3-step recovery model

The Reward Foundation’s three-step recovery model

The team at The Reward Foundation has developed a three-step recovery model to address the issue of problematic use of internet pornography. Recovery is essentially about letting the brain heal from overstimulation that has built up over months or years. It is a simple approach based on research into the way pathological learning and addiction works in the brain. You can try the suggestions here with the help of anonymous online recovery communities such as nofap.com or rebootnation.org. You may decide that you prefer a real life recovery community such as a 12 step programme or a therapist trained in dealing with harmful sexual behaviour. Many therapists are only now beginning to learn about porn-induced erectile dysfunction and other porn-related depression or anxiety, so make sure they check out this website or www.yourbrainonporn.com. Most therapists are trained in psychology without learning about brain function. Rewiring your brain to unlearn a habit and relearn new tricks is not easy but it is doable and will improve your life no end. Many guys talk about “rebooting” their brain, just as we might do with a computer that has jammed up when too many windows are open. These rebooting or Recovery accounts by hundreds of young people show how it can be done.
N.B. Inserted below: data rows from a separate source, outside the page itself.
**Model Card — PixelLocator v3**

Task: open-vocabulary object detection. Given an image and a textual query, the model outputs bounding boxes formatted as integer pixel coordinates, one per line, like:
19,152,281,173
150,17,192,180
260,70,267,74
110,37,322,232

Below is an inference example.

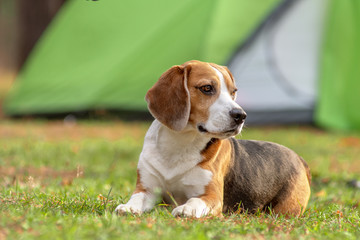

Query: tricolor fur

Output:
116,61,310,217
These are our three simple principles:

1. Stop using porn.

2. Tame the mind.

3. Learn key life skills.

Step 1 – Stop using porn

Recovery can only really begin when a person chooses to stop looking at and stop fantasising about porn.
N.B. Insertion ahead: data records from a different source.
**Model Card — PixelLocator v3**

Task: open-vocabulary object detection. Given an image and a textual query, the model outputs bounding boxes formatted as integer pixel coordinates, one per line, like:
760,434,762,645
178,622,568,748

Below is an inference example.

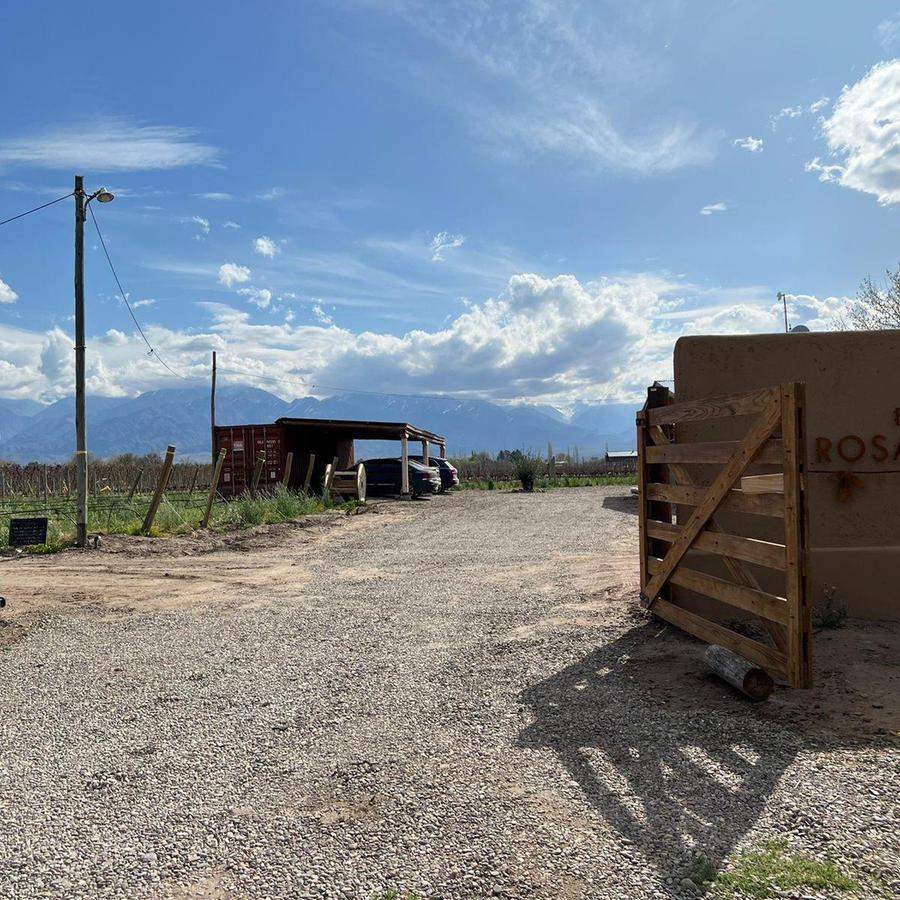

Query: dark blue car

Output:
361,457,441,497
410,456,459,494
To have the motivation to try to stop consuming internet porn, a user needs to recognise that it has the potential to cause serious mental and physical health problems as well as social ones. It can even result in getting a criminal record. See How to recognise a problem with porn.

At The Reward Foundation we use the phrase “take the glass out of the wound”. Everyone understands that a wound cannot begin to heal while the piece of glass is still in the flesh, causing injury. So removing the stressor of constant interaction with internet pornography lets the brain reboot, heal and resensitise to normal levels of arousal.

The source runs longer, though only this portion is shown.